Joseph Roth was a master of the feuilleton,
the genre that, always in highly individual fashion, comprises some mix of travelogue, reportage, short story and cultural and political commentary. The genre truly flourished in the 1920s and, more somberly, in the exile from Nazi-dominated Germany of the 1930s. Roth left Germany in 1925 for France, where he seems to have felt more at home. Paris dazzled him, and it shows in his writing, but the reports from the provinces are even more spectacular. Roth is captivated by the light of the south and its heady ethnic mix, by the traces of history he finds in the cathedral of Avignon and the pulsing activity on the Marseilles docks. In Lyons he finds silk workers whose very souls reflect the "shiny, luminous, glowing threads" with which they work every day. Lively, happy France is Roth's foil for a Germany where there is no fun to be had and everyone thinks in categories. In Paris, eastern European Jews can live as they please, and no one pays much attention to French anti-Semites.
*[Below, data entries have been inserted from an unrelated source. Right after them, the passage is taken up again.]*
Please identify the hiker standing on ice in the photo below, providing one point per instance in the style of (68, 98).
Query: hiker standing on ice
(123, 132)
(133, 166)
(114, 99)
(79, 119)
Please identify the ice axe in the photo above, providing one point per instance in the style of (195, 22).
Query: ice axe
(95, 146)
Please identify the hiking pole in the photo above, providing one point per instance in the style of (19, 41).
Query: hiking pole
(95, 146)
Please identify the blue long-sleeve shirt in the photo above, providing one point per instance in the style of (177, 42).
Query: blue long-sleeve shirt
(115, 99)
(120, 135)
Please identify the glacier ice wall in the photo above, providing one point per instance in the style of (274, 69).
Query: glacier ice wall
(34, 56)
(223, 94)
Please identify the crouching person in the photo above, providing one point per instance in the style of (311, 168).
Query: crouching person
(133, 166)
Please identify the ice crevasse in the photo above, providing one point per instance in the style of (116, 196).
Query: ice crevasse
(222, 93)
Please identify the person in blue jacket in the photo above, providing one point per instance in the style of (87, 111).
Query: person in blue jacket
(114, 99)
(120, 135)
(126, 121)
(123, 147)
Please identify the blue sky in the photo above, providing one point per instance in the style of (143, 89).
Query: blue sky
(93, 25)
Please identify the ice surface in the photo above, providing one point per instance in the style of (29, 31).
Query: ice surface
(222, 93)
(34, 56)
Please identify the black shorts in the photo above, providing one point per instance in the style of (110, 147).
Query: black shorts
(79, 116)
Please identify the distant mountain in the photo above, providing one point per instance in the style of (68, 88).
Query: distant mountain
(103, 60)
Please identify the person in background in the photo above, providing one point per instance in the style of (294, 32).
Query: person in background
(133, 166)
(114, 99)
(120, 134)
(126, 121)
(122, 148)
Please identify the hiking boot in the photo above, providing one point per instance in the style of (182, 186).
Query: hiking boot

Roth's observations were not always accurate, but no matter. It is his acute sense for sights, sounds and smells, his insightful intelligence and, most of all, his sparkling prose, captured so well by Michael Hofmann's English, that are important. This volume is an excellent companion to the compilation of Roth's Berlin dispatches, What I Saw,
published by Norton last year. It is a joy to read, even when the events turn grim. 40 illus. not seen by PW.